White Blackmail.
Francisco
Dagny and Hank discuss Francisco. Neither can figure him out. They think that they should hate and despise him, yet they like him and are drawn to him.
Rearden: “Yes… yes, like the Wyatt fire. But, you know, I don’t think I care too much about that. What’s one more disaster? Everything’s going anyway, it’s only a question of a little faster or a little slower, all that’s left for us ahead is to keep the ship afloat as long as we can and then go down with it.”
Dagny: “Is that his excuse for himself? Is that what he’s made you feel?”
Rearden: “No. Oh, no! That’s the feeling I lose when I speak to him. The strange thing is what he does make me feel.”
Dagny: “What?”
Rearden: “Hope.”
Caught
Lillian catches Hank cheating.
During their conversation, Lillian says that she’s known he wanted a divorce since the first month of their marriage. He responds by asking why she stayed. She says, “It’s a question you have lost the right to ask.” He agrees, and thinks that there is “only one conceivable reason, her love for him, could justify her answer.”
Hank still believes that it her love for him that keeps Lillian around. Hank is still naive and believes Lillian loves and cares for him, and wants the best for him. I think that Lillian sticks around for the status and power. She gets to be the wife of the great Hank Rearden, and all their friends know how he comes home late and doesn’t treat her like a queen. She gets to hold this over his head. She holds power over Hank.
She confirms this when she says, “Do you suppose I will allow your romance with a floozie to deprive me of my home, my name, my social position?”
Cafeteria Man and the Destroyer
Eddie meets with the unnamed man in the cafeteria. He discusses Danagger and how Dagny fears the destroyer will soon reach him. The stranger seems interested. We still don’t know who this man is or what role he plays in the novel.
In the next section of the chapter, Danagger announces that he will retire, after a mysterious visit from an unknown man. Are the two events connected? Why else would Rand put them side by side in the chapter? Is the mysterious man in the cafeteria some how connected to the destroyer? Could he be the destroyer?
Dagny and Danagger are saying their goodbyes. Dagny asks him if he will return. He says, “No. You’re going to join me.” What could he mean by this? Will the destroyer come after Dagny? If these men are leaving happily, willingly, is he really a destroyer?
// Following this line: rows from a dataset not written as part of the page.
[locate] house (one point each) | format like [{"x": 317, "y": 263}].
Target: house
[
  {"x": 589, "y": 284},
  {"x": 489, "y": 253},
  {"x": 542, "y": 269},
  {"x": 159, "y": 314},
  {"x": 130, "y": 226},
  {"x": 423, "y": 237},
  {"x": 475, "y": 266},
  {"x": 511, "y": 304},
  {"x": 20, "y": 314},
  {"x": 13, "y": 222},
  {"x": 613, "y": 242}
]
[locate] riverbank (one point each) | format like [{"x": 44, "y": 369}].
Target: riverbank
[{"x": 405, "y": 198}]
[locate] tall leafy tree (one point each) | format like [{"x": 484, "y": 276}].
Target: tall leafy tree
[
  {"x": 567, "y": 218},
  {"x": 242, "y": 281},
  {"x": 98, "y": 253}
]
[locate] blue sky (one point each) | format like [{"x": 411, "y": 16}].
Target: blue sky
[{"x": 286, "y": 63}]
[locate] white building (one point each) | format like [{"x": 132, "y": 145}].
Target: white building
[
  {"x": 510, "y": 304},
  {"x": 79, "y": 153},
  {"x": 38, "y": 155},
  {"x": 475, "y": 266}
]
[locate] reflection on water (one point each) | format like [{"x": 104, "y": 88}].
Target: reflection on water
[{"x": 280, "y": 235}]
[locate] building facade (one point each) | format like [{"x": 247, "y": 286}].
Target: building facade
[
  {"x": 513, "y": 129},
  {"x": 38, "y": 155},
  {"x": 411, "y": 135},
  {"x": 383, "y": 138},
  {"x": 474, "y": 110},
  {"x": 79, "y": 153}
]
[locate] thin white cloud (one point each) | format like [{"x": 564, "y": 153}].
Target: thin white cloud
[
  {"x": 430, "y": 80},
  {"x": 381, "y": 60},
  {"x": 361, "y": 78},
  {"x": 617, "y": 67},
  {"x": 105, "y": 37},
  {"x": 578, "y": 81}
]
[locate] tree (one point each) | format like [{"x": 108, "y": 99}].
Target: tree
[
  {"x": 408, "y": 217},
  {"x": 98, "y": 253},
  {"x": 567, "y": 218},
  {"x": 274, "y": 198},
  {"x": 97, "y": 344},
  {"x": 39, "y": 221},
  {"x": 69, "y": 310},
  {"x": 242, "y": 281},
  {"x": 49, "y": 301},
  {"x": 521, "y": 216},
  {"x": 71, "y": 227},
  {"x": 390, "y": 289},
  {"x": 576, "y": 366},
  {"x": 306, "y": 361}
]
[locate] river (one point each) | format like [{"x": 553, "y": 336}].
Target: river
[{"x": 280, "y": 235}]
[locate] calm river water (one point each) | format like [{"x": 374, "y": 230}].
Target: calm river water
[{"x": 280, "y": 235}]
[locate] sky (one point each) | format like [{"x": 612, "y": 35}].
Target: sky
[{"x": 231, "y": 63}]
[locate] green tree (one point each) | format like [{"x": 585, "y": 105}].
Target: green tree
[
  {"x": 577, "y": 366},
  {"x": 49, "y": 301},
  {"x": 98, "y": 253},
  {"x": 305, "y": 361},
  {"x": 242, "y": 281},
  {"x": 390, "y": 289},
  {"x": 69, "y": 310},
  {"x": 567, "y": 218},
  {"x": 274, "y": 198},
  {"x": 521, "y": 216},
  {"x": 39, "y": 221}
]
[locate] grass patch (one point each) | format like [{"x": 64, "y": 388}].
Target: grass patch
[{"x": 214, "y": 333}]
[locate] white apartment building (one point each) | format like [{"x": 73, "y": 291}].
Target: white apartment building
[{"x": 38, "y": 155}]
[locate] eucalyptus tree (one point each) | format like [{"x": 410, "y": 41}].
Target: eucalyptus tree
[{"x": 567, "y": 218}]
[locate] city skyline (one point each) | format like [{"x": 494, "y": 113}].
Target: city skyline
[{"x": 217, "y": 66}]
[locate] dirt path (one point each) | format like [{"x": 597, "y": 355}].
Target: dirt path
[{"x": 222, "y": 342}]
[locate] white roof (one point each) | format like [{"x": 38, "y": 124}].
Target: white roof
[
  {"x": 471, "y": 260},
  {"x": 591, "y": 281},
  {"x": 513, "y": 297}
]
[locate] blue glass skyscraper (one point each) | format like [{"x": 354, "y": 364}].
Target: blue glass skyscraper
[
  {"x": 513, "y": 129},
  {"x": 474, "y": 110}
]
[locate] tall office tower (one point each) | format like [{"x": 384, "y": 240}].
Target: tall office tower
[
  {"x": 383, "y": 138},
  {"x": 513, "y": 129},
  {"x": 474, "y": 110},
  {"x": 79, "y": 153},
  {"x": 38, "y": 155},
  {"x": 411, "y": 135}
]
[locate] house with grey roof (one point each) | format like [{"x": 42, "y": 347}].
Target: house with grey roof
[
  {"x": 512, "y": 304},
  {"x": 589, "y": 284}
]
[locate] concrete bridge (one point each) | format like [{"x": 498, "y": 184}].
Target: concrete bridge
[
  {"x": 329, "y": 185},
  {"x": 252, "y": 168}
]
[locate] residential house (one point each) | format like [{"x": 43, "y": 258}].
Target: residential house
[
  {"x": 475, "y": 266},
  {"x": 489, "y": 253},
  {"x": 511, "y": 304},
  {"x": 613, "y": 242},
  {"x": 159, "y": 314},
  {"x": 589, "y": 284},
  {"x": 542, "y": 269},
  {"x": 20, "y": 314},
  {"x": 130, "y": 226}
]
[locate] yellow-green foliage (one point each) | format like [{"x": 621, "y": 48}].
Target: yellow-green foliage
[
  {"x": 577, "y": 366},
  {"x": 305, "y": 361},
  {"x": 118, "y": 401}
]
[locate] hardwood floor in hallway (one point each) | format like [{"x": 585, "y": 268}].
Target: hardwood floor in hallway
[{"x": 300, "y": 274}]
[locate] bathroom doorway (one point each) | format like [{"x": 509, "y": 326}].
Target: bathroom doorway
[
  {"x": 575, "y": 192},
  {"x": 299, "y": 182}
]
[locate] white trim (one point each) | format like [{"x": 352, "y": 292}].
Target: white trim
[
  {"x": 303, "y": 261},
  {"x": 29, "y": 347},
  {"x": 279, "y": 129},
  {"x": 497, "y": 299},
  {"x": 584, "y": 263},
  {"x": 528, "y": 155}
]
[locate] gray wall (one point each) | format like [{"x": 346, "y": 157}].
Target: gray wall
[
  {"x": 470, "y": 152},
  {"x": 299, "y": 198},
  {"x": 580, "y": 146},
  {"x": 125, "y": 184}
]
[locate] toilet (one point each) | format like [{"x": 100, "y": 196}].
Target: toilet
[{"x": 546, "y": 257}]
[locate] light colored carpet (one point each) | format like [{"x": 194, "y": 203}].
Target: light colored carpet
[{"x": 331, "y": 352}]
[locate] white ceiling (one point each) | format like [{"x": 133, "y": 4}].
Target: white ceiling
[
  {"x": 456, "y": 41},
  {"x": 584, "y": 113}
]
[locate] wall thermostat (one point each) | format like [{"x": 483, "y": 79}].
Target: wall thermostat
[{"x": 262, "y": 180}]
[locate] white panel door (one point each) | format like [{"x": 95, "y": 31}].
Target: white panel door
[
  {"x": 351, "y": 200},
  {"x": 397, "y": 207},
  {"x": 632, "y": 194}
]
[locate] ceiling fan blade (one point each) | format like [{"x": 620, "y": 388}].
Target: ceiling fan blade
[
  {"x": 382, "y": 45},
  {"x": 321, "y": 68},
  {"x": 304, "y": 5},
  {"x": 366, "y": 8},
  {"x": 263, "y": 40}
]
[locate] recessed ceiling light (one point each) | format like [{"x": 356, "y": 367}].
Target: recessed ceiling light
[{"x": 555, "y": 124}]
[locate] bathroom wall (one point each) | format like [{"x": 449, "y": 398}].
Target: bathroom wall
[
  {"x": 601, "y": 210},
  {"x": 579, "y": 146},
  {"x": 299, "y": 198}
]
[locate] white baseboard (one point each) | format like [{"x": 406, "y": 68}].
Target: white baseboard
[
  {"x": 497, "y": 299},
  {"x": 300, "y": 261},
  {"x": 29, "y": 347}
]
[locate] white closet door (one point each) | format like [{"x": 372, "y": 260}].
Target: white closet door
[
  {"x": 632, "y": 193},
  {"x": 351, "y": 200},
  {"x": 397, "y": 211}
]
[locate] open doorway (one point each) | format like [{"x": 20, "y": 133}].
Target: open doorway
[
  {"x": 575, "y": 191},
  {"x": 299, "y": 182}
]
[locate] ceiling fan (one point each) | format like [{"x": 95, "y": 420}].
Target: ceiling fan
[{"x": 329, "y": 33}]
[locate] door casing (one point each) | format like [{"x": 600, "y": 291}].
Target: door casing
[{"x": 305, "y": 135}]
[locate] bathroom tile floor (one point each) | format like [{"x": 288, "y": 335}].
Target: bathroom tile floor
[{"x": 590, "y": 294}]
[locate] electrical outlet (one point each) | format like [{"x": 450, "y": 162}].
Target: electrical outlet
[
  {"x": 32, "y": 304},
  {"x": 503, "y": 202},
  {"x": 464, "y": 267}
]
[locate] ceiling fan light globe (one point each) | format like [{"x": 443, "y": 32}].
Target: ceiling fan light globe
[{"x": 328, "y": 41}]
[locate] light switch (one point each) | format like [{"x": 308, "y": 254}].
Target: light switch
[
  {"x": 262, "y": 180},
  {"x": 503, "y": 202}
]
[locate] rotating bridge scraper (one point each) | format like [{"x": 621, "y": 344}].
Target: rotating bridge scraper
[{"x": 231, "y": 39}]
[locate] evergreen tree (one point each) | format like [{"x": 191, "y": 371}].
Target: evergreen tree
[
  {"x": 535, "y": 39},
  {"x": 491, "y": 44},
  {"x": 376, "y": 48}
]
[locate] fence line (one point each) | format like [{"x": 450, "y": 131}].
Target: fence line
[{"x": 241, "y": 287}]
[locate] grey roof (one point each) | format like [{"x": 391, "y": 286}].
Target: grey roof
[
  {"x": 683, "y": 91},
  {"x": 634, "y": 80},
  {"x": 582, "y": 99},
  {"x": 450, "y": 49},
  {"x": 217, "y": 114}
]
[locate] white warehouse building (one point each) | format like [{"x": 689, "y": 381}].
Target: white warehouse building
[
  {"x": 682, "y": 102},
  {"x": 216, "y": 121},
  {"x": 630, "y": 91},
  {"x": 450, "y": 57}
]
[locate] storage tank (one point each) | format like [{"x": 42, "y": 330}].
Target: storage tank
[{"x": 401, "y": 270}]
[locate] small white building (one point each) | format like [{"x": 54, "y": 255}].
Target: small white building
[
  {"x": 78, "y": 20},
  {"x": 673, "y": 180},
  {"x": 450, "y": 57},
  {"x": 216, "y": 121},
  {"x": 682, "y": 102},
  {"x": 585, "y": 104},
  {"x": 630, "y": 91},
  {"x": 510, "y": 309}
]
What is his goal?
Hank’s Response
“Could I now reclaim a single hour spent listening to my brother Philip and give it to Ken Danagger? Who made it our duty to accept, as the only reward for our work, the gray torture of pretending love for those who rouased us to nothing but contempt? We who were able to melt rock and metal for our purpose, why had we never sought that which we wanted from men?”
Hank regrets not befriending Danagger, a man he respected and loved. And, regrets giving what could have been Danagger’s time to his worthless brother, Philip.
“Closing his eyes, he permitted himself to experience for a moment the immense relief he would feel if he, too, were to walk off, abandoning everything. Under the shock of his loss, he felt a thin thread of envy. Why didn’t they come for me, too, whoever they are, and give me that irresistible reason which would make me go?”
Hank is slightly jealous. He understands walking away.
To Shrug
Francisco comes to see Hank.
“Mr. Rearden,” said Francisco, “if you saw Atlas, the giant who holds the world on his shoulders, if you saw that he stood, blood running down his chest, his knees buckling, his arms trembling, but still trying to hold the world aloft with the last of his strength, and the greater his effort the heavier the world bore down on his shoulders — what would you tell him to do?”
“I… I don’t know. What…. could he d? What would you tell him?”
“To shrug.”
When the weight of the world is upon your shoulders, you shrug it off and move on.
Things to think about/discussion questions/journal entries
1. Both Dagny and Rearden think they should hate Francisco, but don’t. Why do you think this is? How do they feel about him? How do you feel about Francisco?
2. Discuss what you think about the destroyer. Who is he? What characters has he taken? Why do you think they leave willingly? What is he doing? What characters could he be connected to? Why did he have a cigarette with the golden dollar sign?